Alter remus aquas, alter mihi radat arenas
.
[Let one oar sweep the water and the other sweep the strand.]
121

 

One cord is never enough to hold me in place.

‘There is vanity,’ you say, ‘in such a pastime.’ – Yes. Where is there not? Those fine precepts are all vanity, and all wisdom is vanity: [C]
‘Dominus novit cogitationes sapientium, quoniam vanae sunt.’
[The Lord knoweth the thoughts of the wise, that they are vain.]
122
[B] Those exquisite subtleties are only good for sermons: they are themes which seek to drive us into the next world like donkeys. But life is material motion in the body, an activity, by its very essence, imperfect and unruly: I work to serve it on its own terms.

 

Quisque suos patimur manes
.
[Each suffers his own torments.]
123

 

[C]
‘Sic est faciendum ut contra naturam universam nihil coritendamus; ea tamen conservata, propriam sequamur.’
[We must so live as not to struggle against Nature in general; having safeguarded such things, we should follow our own nature.]

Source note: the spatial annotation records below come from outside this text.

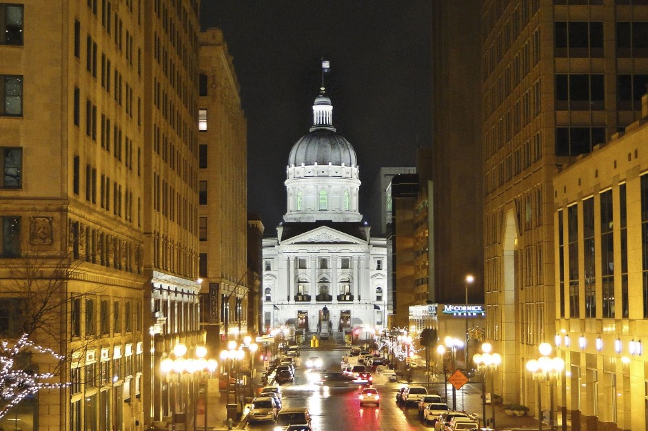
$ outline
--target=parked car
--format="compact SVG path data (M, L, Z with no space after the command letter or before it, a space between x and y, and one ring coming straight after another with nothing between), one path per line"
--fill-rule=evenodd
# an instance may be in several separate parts
M403 392L407 390L407 386L403 386L396 393L396 402L402 403L403 402Z
M423 409L421 416L427 425L432 424L434 426L441 414L449 410L448 405L445 403L428 403Z
M312 356L306 361L306 366L309 368L321 368L322 364L322 359L318 356Z
M409 386L403 392L403 402L408 404L418 404L423 397L427 395L427 390L423 386Z
M360 400L360 406L365 404L376 404L376 406L381 406L381 396L378 393L378 390L374 388L365 388L360 392L358 397Z
M280 370L279 371L276 372L276 375L274 377L274 381L278 383L281 384L287 381L294 381L295 378L290 370Z
M281 401L281 389L280 389L277 385L267 385L266 386L263 386L263 388L261 388L261 392L274 392L276 394L277 397L279 397L279 401Z
M396 375L396 371L389 368L383 370L379 374L387 376L387 381L396 381L398 379L398 377Z
M447 412L439 416L438 420L434 424L434 431L445 431L452 418L458 416L468 418L468 415L463 412L456 412L454 410Z
M270 397L270 398L274 398L274 401L276 403L277 408L279 409L280 410L281 410L281 399L279 398L279 396L276 394L276 392L262 392L259 395L259 398L261 398L261 397Z
M479 423L472 419L464 421L464 418L455 418L450 421L446 430L447 431L457 431L458 430L478 430Z
M286 408L276 415L275 431L285 431L291 425L310 425L310 412L307 408Z
M248 421L256 422L258 421L270 421L274 422L279 412L274 399L270 397L257 397L252 400L247 414Z
M423 415L423 410L430 403L443 403L443 399L441 398L441 395L427 394L418 401L418 416Z

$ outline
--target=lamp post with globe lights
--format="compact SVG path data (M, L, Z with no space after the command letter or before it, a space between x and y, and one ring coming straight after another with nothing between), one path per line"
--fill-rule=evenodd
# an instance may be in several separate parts
M183 373L190 374L192 377L199 376L201 380L203 380L204 373L208 372L209 376L212 375L218 368L218 362L216 359L207 359L207 348L204 346L196 346L194 357L185 358L187 353L187 346L181 343L176 344L173 348L173 355L175 359L170 357L165 358L160 363L160 370L163 374L167 375L175 373L179 376L180 383L182 383L182 375ZM198 416L198 395L199 386L196 385L195 381L192 379L192 383L194 387L194 396L193 397L194 404L194 429L196 428L196 419ZM207 429L207 381L205 381L205 428ZM181 397L183 397L181 395Z
M484 425L488 423L486 419L486 374L488 370L492 371L492 378L491 379L491 407L492 408L492 417L490 419L489 425L492 428L495 426L495 369L502 363L502 357L499 353L491 353L493 346L490 343L484 343L481 345L481 353L475 353L472 356L472 360L477 366L477 368L483 370L483 378L481 382L481 396L482 396L482 412L484 415Z
M554 386L556 379L563 372L565 369L565 361L560 357L549 357L551 353L551 345L549 343L540 343L538 346L540 354L542 355L537 359L529 359L527 361L527 370L528 370L536 380L538 388L538 429L542 431L543 429L543 414L541 404L540 382L549 382L549 424L551 431L555 431L556 423L554 415ZM565 418L563 419L565 420Z

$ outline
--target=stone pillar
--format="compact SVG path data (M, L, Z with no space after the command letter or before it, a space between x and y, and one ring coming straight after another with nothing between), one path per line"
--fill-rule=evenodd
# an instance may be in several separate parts
M288 300L295 302L295 257L288 257Z
M310 302L315 303L315 297L319 293L317 291L317 257L311 256L310 257L310 276L311 276L311 295Z
M331 295L333 295L333 303L338 302L338 257L331 256Z

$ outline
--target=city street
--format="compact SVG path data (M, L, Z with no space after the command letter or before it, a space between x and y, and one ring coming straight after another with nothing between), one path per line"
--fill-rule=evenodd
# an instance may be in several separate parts
M429 430L419 419L416 406L404 407L396 403L396 392L404 383L388 382L386 379L374 376L374 387L381 395L380 407L372 405L361 408L358 400L358 386L327 388L310 384L306 377L305 361L310 357L318 356L323 361L327 370L340 370L342 355L347 350L303 350L297 360L295 382L281 385L283 407L306 407L312 415L314 430ZM422 373L421 373L422 374ZM437 390L445 396L443 383L436 383ZM474 386L474 387L473 387ZM467 408L468 399L480 403L478 386L467 385L465 395ZM462 409L462 391L457 391L457 408ZM448 390L448 400L452 408L452 392ZM479 412L475 411L474 412ZM246 429L269 430L274 424L267 423L248 424Z

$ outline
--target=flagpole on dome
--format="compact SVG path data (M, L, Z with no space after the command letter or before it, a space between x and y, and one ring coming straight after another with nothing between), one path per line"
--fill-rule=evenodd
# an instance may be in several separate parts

[B] What is the use of those high philosophical peaks on which no human being can settle and those rules which exceed our practice and our power? I am well aware that people often expound to us ideas about life which neither the speaker nor the hearers have any hope of following or (what is more) any desire. The judge filches a bit of the very same paper on which he has just written the sentence on an adulterer in order to send a
billet-doux to the wife of a colleague. [C] The woman you have just been having an illicit tumble with will soon, in your very presence, be screaming harsher condemnations of a similar fault in a friend of hers than Portia would. [B] Some condemn people to death for crimes which they do not actually believe to be even mistakes. When I was a youth I saw a fine gentleman offering to the public, with one hand, poetry excelling in beauty and eroticism both, and with the other, at the same instant, the most cantankerous reformation of theology that the world has had for breakfast for many a long year.
124

That is the way humans proceed. We let the laws and precepts go their own way: we take another – not only because of unruly morals but often because of contrary opinions and judgement. Listen to the recital of a philosophical discourse: its invention, eloquence and appositeness at once strike your attention and move your emotions. But there is nothing there which stings or pricks your conscience: it was not addressed to it, was it? Yet Ariston said that neither a bath nor a lecture bears any fruit unless they cleanse you and get the filth off.
125
You can linger over the hide, but only after extracting the marrow, just as it is only after we have drunk the wine that we examine the engravings and workmanship of a beautiful goblet.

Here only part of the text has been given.